On Thursday, Bush assailed Obama for his plan to meet with dictators, comparing the policy to appeasement during WWII. The fallout illustrates precisely why the Democrats will unite for the general election, regardless of how the nomination imbroglio concludes.

Take a look at the breadth of the Democratic establishment rushing to defend Obama in the wake of Bush’s verbal assault. The list includes neutral bystanders such as Joe Biden, Harry Reid, and Rahm Emanuel, while even Hillary (!) chimed in with support. A party always unites in the face of an external foe, especially one almost universally despised. If Bush continues to involve himself, the Democrats (and many independents) will constantly revive their fervent anti-Republican sentiment. If Bush doesn’t stop spouting off, the election will turn into a referendum on the past eight years – spelling certain doom for McCain.


Where Did Edwards Supporters Go?

May 14, 2008

The Gallup tracking poll reveals that a clear majority of Edwards supporters flocked to Obama after their candidate’s departure from the race:

GallupTracking


Edwards Endorsement: Deft Strategy

May 14, 2008

Tonight’s political maneuvering represents yet another tactical victory for the Obama campaign.  Now, the story is no longer Hillary’s forty-one point blowout in West Virginia, but Obama reclaiming his momentum with a major endorsement.
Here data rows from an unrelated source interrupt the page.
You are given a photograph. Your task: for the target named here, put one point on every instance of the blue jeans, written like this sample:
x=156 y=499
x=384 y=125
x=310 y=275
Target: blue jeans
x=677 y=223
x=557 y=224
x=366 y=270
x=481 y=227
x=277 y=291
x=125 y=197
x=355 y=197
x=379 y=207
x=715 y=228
Edwards decided to endorse recently, but before last night, indicated by his speechwriter’s Facebook status yesterday morning – “writing a speech.”  Then the Obama campaign held the endorsement in its back pocket, putting it on the table the day after West Virginia.  Hillary is going on all the major news networks tonight to try to capitalize on her victory, but the Edwards endorsement will clearly overshadow that.  Again, it’s a brilliant strategic move by the Obama forces.  There had been speculation that Obama would release his April fundraising numbers to stifle a momentary Clinton surge.  Instead of money, it’s one of the biggest endorsements left.


How Divided Are the Dems?

May 14, 2008

The Obama campaign released a memo today, both pre-spinning tonight’s blowout and attempting to dispel a series of myths. The chief canard:

MYTH 1: The Primary has left Democrats divided.

FACT: Democrats are united behind Barack Obama, even more so than Republicans are united behind McCain

May 12 Washington Post poll shows that Obama wins 81% of Democrats in a matchup against John McCain.

Indeed, more Republicans crossover to vote for Obama (15%) than do Democrats for McCain (13%).

Tonight’s exit polls revealed deep rifts in the Democratic party, at least in the mainly white, less educated, and relatively poor West Virginia.  However, some are erroneously extrapolating these divisions to the general election.

For the past four presidential elections, the Democrat defection rate has been about ten or eleven percent. According to recent polls, with Obama as the nominee, the Democratic crossover to McCain ranges from eleven to fifteen percent. And, this is in the midst of a heated primary. The number of party deserters will only fall from here, and it’s already at a good level relative to history.


Working Class Whites & More

May 13, 2008

ABC News sifts through the polling data, turning up this nugget:

It’s fair for the Obama camp to point out that he doesn’t do significantly worse against McCain among working-class whites than Clinton does, and that he does better with their upscale counterparts. And Obama’s numbers are nothing like John Kerry’s and Al Gore’s; they lost working-class whites to George W. Bush by 24 points and 17 points, respectively.

The media has a myopic focus on a single demographic, namely working-class whites, to the expense of a holistic approach. Elections represent a sum of different demographics, not just one isolated bloc. While Obama slightly underperforms in one population segment, he counterbalances that with a strong performance in another. It is critical to view the breakdown of the entire electorate.